One later review by influential critic William Dean Howells particularly praised Chesnutt. In "The Wife of His Youth", Howells was impressed that the main character offered up a Christ-like sacrifice, unimpeded by his being African American. In the 20th century, "The Wife of His Youth" became Chesnutt's most anthologized short story.
Chesnutt had published "The Goophered Grapevine" in the August 1887 issue of the Atlantic during the editorship of Thomas Bailey Aldrich. It was his first nationally distributed story. He published two others under Aldrich, marking the beginning of a 20-year association with the magazine. In 1891, Chesnutt contacted Aldrich's successor Horace Scudder about publishing a book of his tales and revealed his African-American heritage. Scudder advised against trying a book at that time, and suggested Chesnutt wait until he earned a broader reputation. Seven years later, Scudder endorsed Chesnutt to Page, who had taken his role as editor of the Atlantic.
With the support of both Scudder and Page, Houghton Mifflin published The Wife of his Youth and Other Stories of the Color Line in 1899, which included "The Passing of Grandison", which turned slave narratives around. That year, he also published his The Conjure Woman, a collection of his dialect or local color stories. The next year, Chesnutt's first novel The House Behind the Cedars was published by the same company. Chesnutt advised his editor Harry D. Robins of his intentions with The Wife of His Youth and Other Stories of the Color Line:
"The book was written with the distinct hope that it might have its influence in directing attention to certain aspects of the race question which are quite familiar to those on the unfortunate side of it; and I should be glad to have that view of it emphasized if in your opinion the book is strong enough to stand it; for a sermon that is labeled a sermon must be a good one to get a hearing".
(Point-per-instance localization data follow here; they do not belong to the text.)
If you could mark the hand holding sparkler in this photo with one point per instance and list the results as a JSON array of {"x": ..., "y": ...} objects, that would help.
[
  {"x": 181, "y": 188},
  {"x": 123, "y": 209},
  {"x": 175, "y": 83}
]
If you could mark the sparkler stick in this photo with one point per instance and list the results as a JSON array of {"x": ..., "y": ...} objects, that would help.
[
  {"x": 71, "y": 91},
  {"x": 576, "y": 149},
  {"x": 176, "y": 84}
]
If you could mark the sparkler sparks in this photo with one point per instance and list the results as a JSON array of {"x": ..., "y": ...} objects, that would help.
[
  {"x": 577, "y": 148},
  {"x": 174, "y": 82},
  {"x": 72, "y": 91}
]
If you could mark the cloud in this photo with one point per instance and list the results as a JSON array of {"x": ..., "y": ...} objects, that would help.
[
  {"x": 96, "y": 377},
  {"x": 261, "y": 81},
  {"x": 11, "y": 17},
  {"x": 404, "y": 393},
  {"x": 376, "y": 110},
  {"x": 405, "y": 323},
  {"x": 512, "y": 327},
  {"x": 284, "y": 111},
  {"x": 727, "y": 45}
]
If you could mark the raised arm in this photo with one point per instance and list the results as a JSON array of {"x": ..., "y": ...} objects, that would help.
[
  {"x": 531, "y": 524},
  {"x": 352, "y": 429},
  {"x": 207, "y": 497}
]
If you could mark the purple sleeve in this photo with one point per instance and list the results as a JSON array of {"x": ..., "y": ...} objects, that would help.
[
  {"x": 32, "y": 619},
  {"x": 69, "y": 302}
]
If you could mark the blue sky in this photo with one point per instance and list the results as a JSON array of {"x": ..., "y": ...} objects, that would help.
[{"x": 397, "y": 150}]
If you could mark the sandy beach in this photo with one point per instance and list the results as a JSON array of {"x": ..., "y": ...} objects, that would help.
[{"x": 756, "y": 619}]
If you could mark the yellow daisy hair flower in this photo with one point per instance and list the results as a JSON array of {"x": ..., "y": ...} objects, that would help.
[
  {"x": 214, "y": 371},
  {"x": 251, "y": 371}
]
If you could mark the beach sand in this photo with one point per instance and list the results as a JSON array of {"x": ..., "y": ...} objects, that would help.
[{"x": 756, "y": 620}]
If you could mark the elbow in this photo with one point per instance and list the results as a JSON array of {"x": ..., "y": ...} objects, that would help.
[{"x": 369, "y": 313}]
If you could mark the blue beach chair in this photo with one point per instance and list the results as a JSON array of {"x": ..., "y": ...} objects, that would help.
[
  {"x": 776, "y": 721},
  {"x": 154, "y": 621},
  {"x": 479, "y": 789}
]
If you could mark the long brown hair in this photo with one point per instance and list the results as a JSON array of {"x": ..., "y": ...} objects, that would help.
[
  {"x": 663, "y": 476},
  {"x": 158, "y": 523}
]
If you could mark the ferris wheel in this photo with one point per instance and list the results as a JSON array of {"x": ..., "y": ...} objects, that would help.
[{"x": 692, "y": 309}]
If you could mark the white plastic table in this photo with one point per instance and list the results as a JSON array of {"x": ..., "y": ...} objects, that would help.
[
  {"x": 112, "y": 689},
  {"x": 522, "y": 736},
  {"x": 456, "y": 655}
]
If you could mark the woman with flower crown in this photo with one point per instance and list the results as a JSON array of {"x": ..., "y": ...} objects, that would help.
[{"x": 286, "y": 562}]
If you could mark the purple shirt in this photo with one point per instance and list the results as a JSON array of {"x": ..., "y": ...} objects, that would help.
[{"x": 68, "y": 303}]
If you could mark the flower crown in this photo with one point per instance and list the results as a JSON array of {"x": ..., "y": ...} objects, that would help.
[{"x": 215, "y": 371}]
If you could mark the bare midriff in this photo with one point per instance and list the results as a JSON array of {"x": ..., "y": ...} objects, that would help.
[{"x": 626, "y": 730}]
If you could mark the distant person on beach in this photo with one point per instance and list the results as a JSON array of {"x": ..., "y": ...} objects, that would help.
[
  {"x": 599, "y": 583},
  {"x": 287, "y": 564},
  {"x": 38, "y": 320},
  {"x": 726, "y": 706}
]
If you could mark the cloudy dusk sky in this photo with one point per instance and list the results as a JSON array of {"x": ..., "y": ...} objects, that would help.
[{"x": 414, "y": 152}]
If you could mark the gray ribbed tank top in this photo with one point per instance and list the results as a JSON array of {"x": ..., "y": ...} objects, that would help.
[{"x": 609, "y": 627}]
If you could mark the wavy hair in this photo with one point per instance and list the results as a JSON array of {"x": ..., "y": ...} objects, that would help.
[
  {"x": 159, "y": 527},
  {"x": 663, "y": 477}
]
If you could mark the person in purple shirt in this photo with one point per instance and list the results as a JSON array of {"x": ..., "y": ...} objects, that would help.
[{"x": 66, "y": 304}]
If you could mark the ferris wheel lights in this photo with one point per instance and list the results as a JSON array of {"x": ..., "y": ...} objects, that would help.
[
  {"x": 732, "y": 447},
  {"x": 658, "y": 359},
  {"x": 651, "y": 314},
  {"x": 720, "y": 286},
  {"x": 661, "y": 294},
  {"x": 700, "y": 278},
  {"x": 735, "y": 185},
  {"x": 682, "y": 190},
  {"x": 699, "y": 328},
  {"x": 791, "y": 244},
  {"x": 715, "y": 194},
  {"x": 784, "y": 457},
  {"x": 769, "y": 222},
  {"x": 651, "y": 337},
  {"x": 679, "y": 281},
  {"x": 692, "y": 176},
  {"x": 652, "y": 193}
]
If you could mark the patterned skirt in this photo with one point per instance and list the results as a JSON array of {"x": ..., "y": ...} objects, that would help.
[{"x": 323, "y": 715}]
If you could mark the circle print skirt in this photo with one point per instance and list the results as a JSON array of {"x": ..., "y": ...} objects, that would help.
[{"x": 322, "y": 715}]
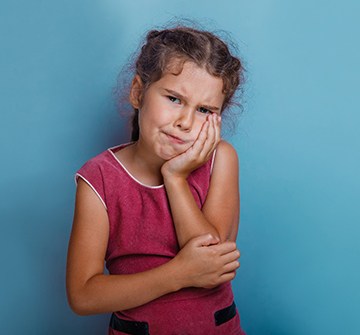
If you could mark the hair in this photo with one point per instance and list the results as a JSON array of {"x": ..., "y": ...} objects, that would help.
[{"x": 185, "y": 44}]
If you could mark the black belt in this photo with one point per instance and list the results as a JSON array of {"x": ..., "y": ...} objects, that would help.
[
  {"x": 129, "y": 327},
  {"x": 142, "y": 328}
]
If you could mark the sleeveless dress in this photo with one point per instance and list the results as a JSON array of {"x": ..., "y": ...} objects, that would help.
[{"x": 142, "y": 236}]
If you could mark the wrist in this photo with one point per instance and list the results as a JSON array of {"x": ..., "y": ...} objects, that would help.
[{"x": 177, "y": 276}]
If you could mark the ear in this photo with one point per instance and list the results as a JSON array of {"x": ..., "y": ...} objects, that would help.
[{"x": 136, "y": 91}]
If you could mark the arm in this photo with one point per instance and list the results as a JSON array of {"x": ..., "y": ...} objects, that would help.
[
  {"x": 90, "y": 291},
  {"x": 220, "y": 213}
]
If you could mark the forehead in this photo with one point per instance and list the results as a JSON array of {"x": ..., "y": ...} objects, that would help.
[{"x": 192, "y": 81}]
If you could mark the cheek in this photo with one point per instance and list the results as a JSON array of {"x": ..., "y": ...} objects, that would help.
[{"x": 198, "y": 125}]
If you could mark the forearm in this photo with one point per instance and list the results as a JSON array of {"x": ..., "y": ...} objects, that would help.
[
  {"x": 188, "y": 218},
  {"x": 108, "y": 293}
]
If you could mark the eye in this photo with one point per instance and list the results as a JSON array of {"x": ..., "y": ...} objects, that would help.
[
  {"x": 173, "y": 99},
  {"x": 205, "y": 111}
]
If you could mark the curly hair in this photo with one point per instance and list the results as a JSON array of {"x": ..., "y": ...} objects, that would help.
[{"x": 183, "y": 44}]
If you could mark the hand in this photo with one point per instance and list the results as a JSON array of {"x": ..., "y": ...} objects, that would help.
[
  {"x": 199, "y": 153},
  {"x": 204, "y": 262}
]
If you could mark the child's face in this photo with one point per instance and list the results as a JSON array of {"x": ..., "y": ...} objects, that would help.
[{"x": 175, "y": 107}]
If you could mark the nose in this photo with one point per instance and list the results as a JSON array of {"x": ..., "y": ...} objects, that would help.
[{"x": 185, "y": 120}]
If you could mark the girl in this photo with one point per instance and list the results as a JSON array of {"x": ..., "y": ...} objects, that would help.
[{"x": 163, "y": 210}]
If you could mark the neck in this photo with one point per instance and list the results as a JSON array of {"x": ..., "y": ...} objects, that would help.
[{"x": 145, "y": 164}]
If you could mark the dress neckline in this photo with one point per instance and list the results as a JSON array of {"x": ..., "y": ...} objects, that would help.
[{"x": 116, "y": 148}]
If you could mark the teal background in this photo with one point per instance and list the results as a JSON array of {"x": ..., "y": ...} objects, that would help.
[{"x": 298, "y": 143}]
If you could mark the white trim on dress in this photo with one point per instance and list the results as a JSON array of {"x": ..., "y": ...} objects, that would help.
[
  {"x": 127, "y": 171},
  {"x": 93, "y": 188}
]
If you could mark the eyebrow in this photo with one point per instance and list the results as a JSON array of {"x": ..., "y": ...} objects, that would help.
[{"x": 214, "y": 108}]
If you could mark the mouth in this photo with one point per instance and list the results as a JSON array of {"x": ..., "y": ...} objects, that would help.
[{"x": 175, "y": 139}]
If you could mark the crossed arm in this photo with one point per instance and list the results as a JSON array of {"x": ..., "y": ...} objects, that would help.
[{"x": 202, "y": 260}]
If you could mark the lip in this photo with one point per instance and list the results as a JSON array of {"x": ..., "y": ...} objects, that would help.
[{"x": 175, "y": 139}]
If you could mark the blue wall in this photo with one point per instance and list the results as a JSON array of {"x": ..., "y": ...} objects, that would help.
[{"x": 298, "y": 142}]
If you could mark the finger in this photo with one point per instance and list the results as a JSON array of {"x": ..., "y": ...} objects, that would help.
[
  {"x": 218, "y": 130},
  {"x": 225, "y": 247},
  {"x": 208, "y": 146},
  {"x": 230, "y": 267},
  {"x": 204, "y": 240},
  {"x": 201, "y": 139},
  {"x": 227, "y": 277},
  {"x": 231, "y": 256}
]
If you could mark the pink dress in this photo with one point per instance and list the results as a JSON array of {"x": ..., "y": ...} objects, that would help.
[{"x": 142, "y": 236}]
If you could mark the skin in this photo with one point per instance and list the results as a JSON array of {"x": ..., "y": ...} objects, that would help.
[{"x": 178, "y": 133}]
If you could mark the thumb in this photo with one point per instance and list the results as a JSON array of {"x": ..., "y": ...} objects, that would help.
[{"x": 206, "y": 240}]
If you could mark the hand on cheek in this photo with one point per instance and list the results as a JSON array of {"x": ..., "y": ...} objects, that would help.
[{"x": 199, "y": 153}]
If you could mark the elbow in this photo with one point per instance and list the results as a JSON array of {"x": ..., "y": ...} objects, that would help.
[{"x": 79, "y": 303}]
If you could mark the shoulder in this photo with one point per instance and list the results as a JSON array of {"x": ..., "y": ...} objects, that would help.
[{"x": 226, "y": 156}]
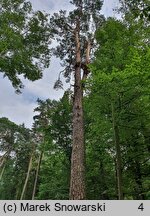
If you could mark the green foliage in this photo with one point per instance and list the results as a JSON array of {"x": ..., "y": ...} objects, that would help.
[{"x": 25, "y": 37}]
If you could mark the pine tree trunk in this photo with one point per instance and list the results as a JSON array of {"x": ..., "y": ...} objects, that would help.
[
  {"x": 27, "y": 177},
  {"x": 118, "y": 155},
  {"x": 37, "y": 173},
  {"x": 77, "y": 182}
]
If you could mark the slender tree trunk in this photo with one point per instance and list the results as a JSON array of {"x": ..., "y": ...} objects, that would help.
[
  {"x": 118, "y": 155},
  {"x": 27, "y": 177},
  {"x": 37, "y": 173},
  {"x": 77, "y": 182},
  {"x": 2, "y": 172},
  {"x": 4, "y": 158}
]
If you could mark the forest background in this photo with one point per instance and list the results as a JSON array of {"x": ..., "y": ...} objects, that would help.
[{"x": 114, "y": 64}]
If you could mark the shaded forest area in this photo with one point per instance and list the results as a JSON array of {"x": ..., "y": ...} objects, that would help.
[{"x": 94, "y": 142}]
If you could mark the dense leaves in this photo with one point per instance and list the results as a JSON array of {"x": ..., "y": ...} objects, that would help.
[{"x": 24, "y": 41}]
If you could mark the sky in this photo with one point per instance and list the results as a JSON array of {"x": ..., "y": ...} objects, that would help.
[{"x": 19, "y": 108}]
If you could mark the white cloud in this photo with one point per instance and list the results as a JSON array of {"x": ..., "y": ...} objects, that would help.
[{"x": 19, "y": 108}]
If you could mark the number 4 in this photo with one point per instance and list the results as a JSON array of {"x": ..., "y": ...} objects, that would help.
[{"x": 141, "y": 207}]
Many years later, Carl Van Vechten, who corresponded with Chesnutt, included a character in his novel, Nigger Heaven (1926), who reads "The Wife of His Youth" and its accompanying stories. The character despairingly realizes he will never write as well as Chesnutt. From the book:
He lifted The Wife of his Youth from its place on the table and opened its pages for the hundredth time. How much he admired the cool deliberation of its style, the sense of form, but more than all the civilized mind of this man who had surveyed the problems of his race from an Olympian height and had turned them into living and artistic drama. Nothing seemed to have escaped his attention, from the lowly life of the worker on the Southern plantation to the snobbery of the near whites of the north. Chesnutt had surveyed the entire field, calmly setting down what he saw, what he thought and felt about it.